The Wasco County Planning Commission will present a recommendation on how to regulate marijuana businesses to the County Commission before the end of the year.
The planning commission held three work sessions in November and met again last Tuesday to draft a time, place and manner ordinance for marijuana businesses in the unincorporated areas of the county.
The draft is on the planning commission’s website and is modeled after Clackamas County’s ordinance. However, Wasco County’s is more restrictive.
The ordinance would prevent all marijuana businesses from occurring in residential and rural residential zones, which puts most of the growing in agricultural and forest zones, the processing in industrial and partial zones and the retail in commercial and light industrial zones.
Clackamas allows marijuana uses in residential zones to those who meet a minimum parcel size.
“The planning commission felt very strongly that they would prefer to start with a draft that was more protective of the quality of life of citizens and hear from people who are interested in development opportunities and why they should be allowed as opposed to allow development with fewer parameters and then hear from residents who are concerned about the safety of their children,” Planning Director Angie Brewer said.

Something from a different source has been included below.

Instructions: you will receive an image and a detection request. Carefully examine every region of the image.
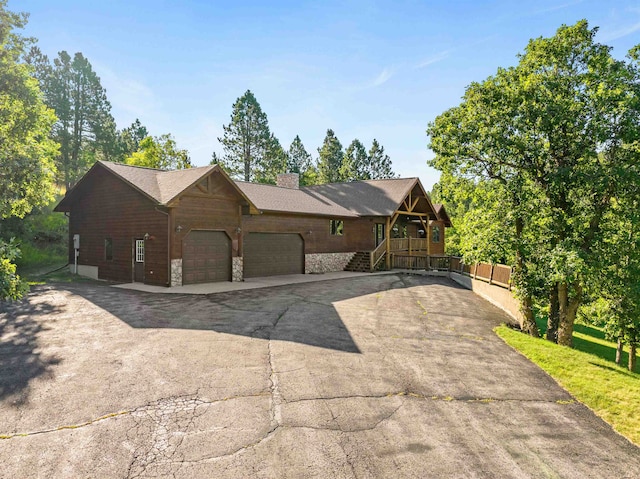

Wasco County’s draft also includes setbacks — 1,000 feet for schools, public parks, daycares, preschools and churches, and 200 feet from residential zone properties.
“We took a conservative approach and anticipate feedback about the changes they’d like to see,” Brewer said. “It is definitely more conservative but I’d also say that we are a county, as someone described it, that is holding the line. We are one of those counties that holds a good mixture of folks that are for it [legalizing marijuana businesses] and folks that are against it. So if you take that neutral line, that’s what this draft contains. It contains an ordinance that keeps it out of the residential zones and allows it in the resource lands and industrial lands. It is a pretty middle of the road approach.”
The planning commission has an interactive map on its homepage where people can see their zoning.
“It basically lets you zoom in on your property and see the zoning,” Brewer said. “If anybody has any need of assistance in navigating that, I can definitely help. When in doubt, shoot us an email or call, we’d be happy to look at the zoning, it just takes a second.”
On Wednesday, Dec. 9, the commission will post a final draft online and then hold two public hearings, Dec. 16 and 21 at 3 p.m., at the Columbia Gorge Discovery Center.
“I am expecting some feedback about the rural residential zones because we did have quite a few calls early on about growing operations in those zones,” Brewer said. “I asked our folks to wait and see, we were not sure what those zones were going to be like at that time. We don’t know how many investments have occurred since last spring. Any feedback folks have, feel free to send it to me electronically or attend the planning commission meetings and provide testimony. We want that. We need that.”
Planning will then present its final draft to the board of commissioners in a public hearing on Monday, Dec. 28 at 5:30 p.m. in the Wasco County Courthouse, Room 302. If adopted as an emergency ordinance, the rules could become effective Jan. 1.
Since the county voted against Ballot Measure 91, which legalizes recreational marijuana, the county commissioners also have the option to opt out of all the marijuana business models and put the issue on the November 2016 ballot.
But so far the commissioners have only asked planning to look at time, place and manner ordinances.